We are not free to walk about. We are not free to feel the human touch of community that is so essential for wellbeing, especially for those who live alone. Worries about food availability, work, financial stability, loved ones, and the world at large is a mist of burden that surrounds us. Sometimes it is a light spray of concern, other times it is a suffocating haze of fear, and at its worst, a drenching downpour in its voracity of collective trauma.
Of being a prisoner, Frankl says that “…the last of human freedoms” is the ability to “choose one’s attitude in a given set of circumstances.” He urges us to find our way to this through many illustrations of his own experience. Choose well, choose whole-heartedly. Live through this time soulfully. We may be confined, but we are not without some self-determination.
And then Frankl offers us this: “In spite of all the enforced physical and mental primitiveness of the life in a concentration camp, it was possible for spiritual life to deepen.” If you don’t resonate with ‘spiritual’, replace it with the belief that your inner depth of self, mind, and heart is what will save you.
Taking signs from the world outside of the awareness of pain and torture, Frankl sees the movement of a bird that is so brilliantly timed to his ‘communing’ with his beloved wife, who for all he knew was already dead, he writes, “Then, at that very moment, a bird flew down silently and perched just in front of me, on the heap of soil which I had dug up from the ditch, and looked steadily at me.”
Frankl grasps there is a future beyond the hell he is in. There is the wider expanse of the world, nature, and the will to be. All in time, Frankl knows this hell will pass.
We have a unique relationship to time. Because we are conscious of it we can reach time in all directions. We ponder it. We celebrate it. We mourn it. And in desperate moments we call to it. But its beat is neutral to us.
Come toward me time, you voracious one. You with eyes that sear the rains to steam, push the winds to scream and whisper the birds to lofty migration. I hold one till its feathers leave their imprint like a fossil. My palm holds their story. My hands become an artifact to unearth.
Time, you do not tell me anything, but show me through my acts of reckoning. That is your answer. Do you judge, or is that a human convention? I breathe you like the air I cannot see. I hold and release you inside my intention to cleanse and renew. It is I who must come toward you.
Time does not heal all wounds. Time allows us the distance we need for the sting of pain, the immobility of fear, the howling of our hearts in the darkness of agony. But remember that time also shares the wide stroke of the infinite that shows us its beauty.
We are the healers. We can clasp pain to us, or we can render it a tempered breath that laments into grief and then sighs into a place of quiet but for the trill of our heartbeat. We can halt the blood that our pain has spilled. It does not have to have a continual voice. Offer it to time that in turn will offer us wisdom.
I see the banners of love and prayer and the cannons of a fierce battle.
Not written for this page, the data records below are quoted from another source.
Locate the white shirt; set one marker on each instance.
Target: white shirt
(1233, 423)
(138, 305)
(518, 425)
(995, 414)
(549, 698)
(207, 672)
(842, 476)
Going between the two, I am losing patience with both camps. We must find a meeting place where our shared humanity creates connectedness and change.
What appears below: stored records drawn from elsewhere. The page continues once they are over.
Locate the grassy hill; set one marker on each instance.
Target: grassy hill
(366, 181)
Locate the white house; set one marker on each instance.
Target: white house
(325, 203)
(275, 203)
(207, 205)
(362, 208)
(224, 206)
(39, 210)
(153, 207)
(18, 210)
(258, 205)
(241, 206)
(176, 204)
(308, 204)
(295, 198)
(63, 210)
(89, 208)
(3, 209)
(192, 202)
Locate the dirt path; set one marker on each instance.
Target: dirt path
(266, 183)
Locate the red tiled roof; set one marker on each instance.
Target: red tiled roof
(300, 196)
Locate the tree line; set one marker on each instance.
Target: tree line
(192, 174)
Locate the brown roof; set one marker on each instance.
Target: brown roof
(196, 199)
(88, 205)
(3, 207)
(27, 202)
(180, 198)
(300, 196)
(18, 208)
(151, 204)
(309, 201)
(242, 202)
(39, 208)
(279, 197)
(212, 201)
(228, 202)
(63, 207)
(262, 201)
Again, we let Frankl teach us. “Between stimulus and response, there is a space. In that space is our power to choose our response. In our response lies our growth and our freedom.” Today that space is the stillness of staying in place. Today it is the tarry of our fingers on our keyboards. Today it is a pause between words of retort. We must reflect before we react.
Fearful, even terrified of what is coming and how it will leave us, I face it so it doesn’t pummel me first. I walk toward it barefoot. The ground is strewn with spongy balls of mud made from the tears for those we have already lost. Each footstep I take is a prayer for their past and our future.
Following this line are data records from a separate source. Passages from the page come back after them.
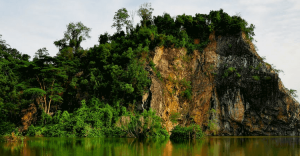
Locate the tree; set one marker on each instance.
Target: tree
(120, 19)
(145, 12)
(48, 78)
(75, 34)
(41, 53)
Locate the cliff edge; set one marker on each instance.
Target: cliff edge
(229, 77)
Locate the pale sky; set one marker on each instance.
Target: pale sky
(33, 24)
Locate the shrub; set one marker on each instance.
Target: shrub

And so here we are. In this churning whirlpool of tumult, we are doing reluctant pirouettes in spinning waters where we will either drown or find a grace that will sustain us. We have a choice, not about if we feel fear, but how we live with it. How will we embody it? Are we going to accept its truth and invite it in? Yes. Give it a place at our table where we will feed it with compassionate words and wise actions.